Bob Van Laerhoven, prolixe écrivain flamand, livre avec "La vengeance de Baudelaire" un opus étonnant et atypique qui ne manquera pas d'interpeller le lecteur friand de curiosiotés.
En effet, il renoue avec un genre littéraire qui a connu son heure de gloire au 19ème, celui du roman populaire qui se déclinera, ensuite en roman-feuilleton, et qui pratique le mélange des registres, du naturalisme social au fantastique en passant par l'historique sans réel souci de cohérence, de logique, voire même d'exactitude.
C'est d'ailleurs dans la France du Second Empire, en 1870, que se déroule ce roman policier échevelé mené par deux policiers, personnages cabossés par la vie anti-héros par excellence, qui pistent, à mains nues sans le secours des experts CSI, un assassin en série parti en croisade pour éliminer tous les détracteurs du poète Charles Baudelaire.
La toile de fond, une France sous la menace des Prussiens qui campent à ses frontières,
dirigée par l'empereur Napoléon III, "une andouille à l'égo démesuré", un empereur fantoche qui accumulaient les bourdes" et dont le pays "tirait vanité des cabrioles et des coucheries infantiles", et plus, Paris.
Une capitale en chantier sous l'égide du baron Haussmann, au bord de l'insurrection en raison de la disette et du climat social délétère qui annonce la Commune, mais aussi le Paris et des maisons closes qui connaissent leur âge d'or, en une période qui connaît une révolution des arts et des techniques et un engouement généralisé pour les sciences occultes.
L'enquête est diligentée par le commissaire Lefèvre, personnage solitaire et énigmatique, pratiquant de l'amour exclusivement tarifé et amateur éclairé de poésie, avec la collaboration de l'inspecteur Bouveroux, historien avorté, alcoolique et veuf inconsolable qui, avant d'être son adjoint a combattu à ses côtés pendant la guerre de conquête de l'Algérie au cours de laquelle ils ont partagé des moments traumatisants qui, trente ans après, assaillent encore leur mémoire et leur conscience.

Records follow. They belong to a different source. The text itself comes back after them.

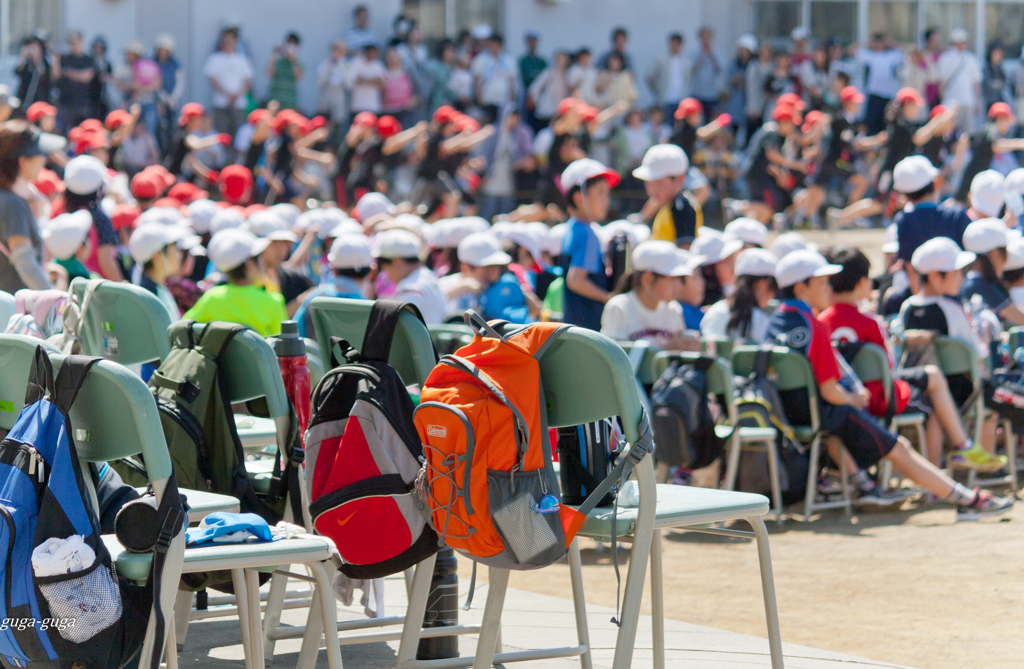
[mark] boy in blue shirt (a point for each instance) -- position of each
(587, 184)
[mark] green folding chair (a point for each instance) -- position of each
(587, 377)
(956, 357)
(871, 364)
(101, 434)
(720, 383)
(792, 371)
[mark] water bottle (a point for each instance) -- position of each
(291, 350)
(442, 609)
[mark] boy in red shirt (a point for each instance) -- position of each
(919, 389)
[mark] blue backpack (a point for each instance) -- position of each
(76, 614)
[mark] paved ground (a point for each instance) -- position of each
(531, 621)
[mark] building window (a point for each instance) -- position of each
(897, 21)
(775, 18)
(835, 19)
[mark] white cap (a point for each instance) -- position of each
(148, 239)
(64, 235)
(372, 204)
(715, 246)
(84, 174)
(748, 230)
(229, 248)
(748, 42)
(801, 265)
(663, 161)
(985, 235)
(201, 213)
(350, 252)
(940, 254)
(986, 193)
(891, 245)
(225, 219)
(663, 258)
(1015, 255)
(786, 243)
(580, 171)
(482, 250)
(756, 262)
(396, 243)
(912, 174)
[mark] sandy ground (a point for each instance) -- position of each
(910, 587)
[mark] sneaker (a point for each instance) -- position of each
(978, 459)
(984, 506)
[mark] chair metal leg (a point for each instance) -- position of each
(580, 603)
(414, 613)
(656, 600)
(492, 619)
(768, 588)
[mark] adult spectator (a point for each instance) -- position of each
(366, 80)
(34, 71)
(359, 35)
(668, 79)
(172, 87)
(620, 39)
(230, 76)
(494, 77)
(332, 76)
(706, 74)
(23, 155)
(882, 59)
(74, 72)
(960, 80)
(285, 72)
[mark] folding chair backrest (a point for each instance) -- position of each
(412, 351)
(871, 364)
(123, 323)
(16, 354)
(252, 371)
(6, 308)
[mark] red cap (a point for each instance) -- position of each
(688, 107)
(587, 113)
(190, 111)
(851, 94)
(366, 119)
(125, 216)
(235, 181)
(567, 105)
(39, 110)
(444, 114)
(146, 185)
(48, 182)
(792, 99)
(116, 119)
(809, 120)
(999, 110)
(907, 94)
(388, 126)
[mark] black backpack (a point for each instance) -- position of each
(684, 427)
(759, 405)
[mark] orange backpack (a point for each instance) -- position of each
(487, 478)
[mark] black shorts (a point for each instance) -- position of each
(862, 434)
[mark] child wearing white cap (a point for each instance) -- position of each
(741, 317)
(644, 305)
(803, 278)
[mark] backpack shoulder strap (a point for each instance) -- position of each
(380, 328)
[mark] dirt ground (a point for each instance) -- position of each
(910, 587)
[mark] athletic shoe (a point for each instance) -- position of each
(984, 506)
(978, 459)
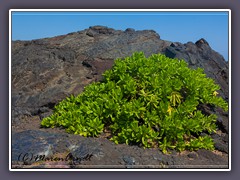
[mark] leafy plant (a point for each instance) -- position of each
(151, 101)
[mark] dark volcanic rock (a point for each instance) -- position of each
(45, 71)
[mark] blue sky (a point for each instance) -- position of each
(172, 26)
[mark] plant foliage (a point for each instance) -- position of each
(151, 102)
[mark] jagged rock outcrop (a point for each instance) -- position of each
(45, 71)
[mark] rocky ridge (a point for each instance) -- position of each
(45, 71)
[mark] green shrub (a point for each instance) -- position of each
(151, 102)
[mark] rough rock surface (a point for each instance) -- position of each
(45, 71)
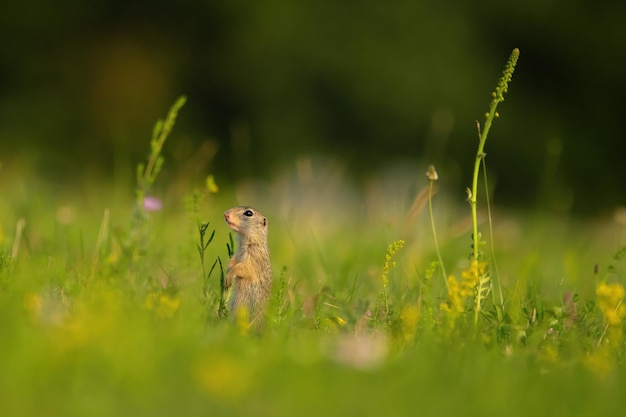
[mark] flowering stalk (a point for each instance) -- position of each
(498, 97)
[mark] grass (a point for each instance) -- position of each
(361, 321)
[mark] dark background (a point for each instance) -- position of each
(371, 83)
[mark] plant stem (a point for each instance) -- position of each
(498, 96)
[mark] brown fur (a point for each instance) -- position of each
(249, 271)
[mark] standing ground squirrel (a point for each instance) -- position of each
(249, 270)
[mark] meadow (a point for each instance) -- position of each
(385, 299)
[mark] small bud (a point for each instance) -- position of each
(432, 173)
(211, 185)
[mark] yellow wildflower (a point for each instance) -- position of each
(610, 301)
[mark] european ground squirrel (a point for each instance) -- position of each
(249, 270)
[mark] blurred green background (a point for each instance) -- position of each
(369, 83)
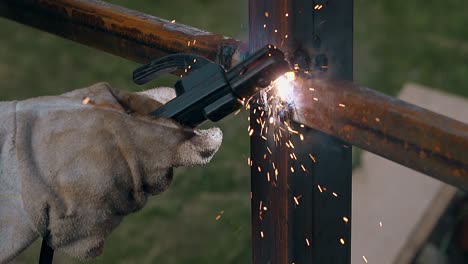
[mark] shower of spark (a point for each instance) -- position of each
(284, 87)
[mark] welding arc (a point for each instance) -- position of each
(168, 64)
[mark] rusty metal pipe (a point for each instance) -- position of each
(117, 30)
(409, 135)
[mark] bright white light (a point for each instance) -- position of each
(284, 86)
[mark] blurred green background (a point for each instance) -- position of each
(396, 41)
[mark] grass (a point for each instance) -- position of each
(395, 42)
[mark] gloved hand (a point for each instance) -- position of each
(77, 163)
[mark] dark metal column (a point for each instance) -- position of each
(309, 203)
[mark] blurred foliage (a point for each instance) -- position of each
(395, 42)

Tous deux complémentaires, le premier éternel chasseur, le second rat de bibliothèque, vont se colleter, outre au meurtrier polymorphe, à des individus singuliers, tel par exemple le double physique et la version démoniaque du célèbre Hercule Poirot, et à leur propre descente aux enfers et c'est bien évidemment dans le passé et le secret des familles que réside la clé de l'énigme.
Placé sous le double signe du poète maudit et des filles perdues et d'une époque peut-être pas si révolue qu'il y parait, les références et résonances n'échapperont pas au lecteur attentif, ce foisonnement "exotique" venu du plat pays flirtant avec le tragique sort assurément des sentiers battus du roman policier contemporain.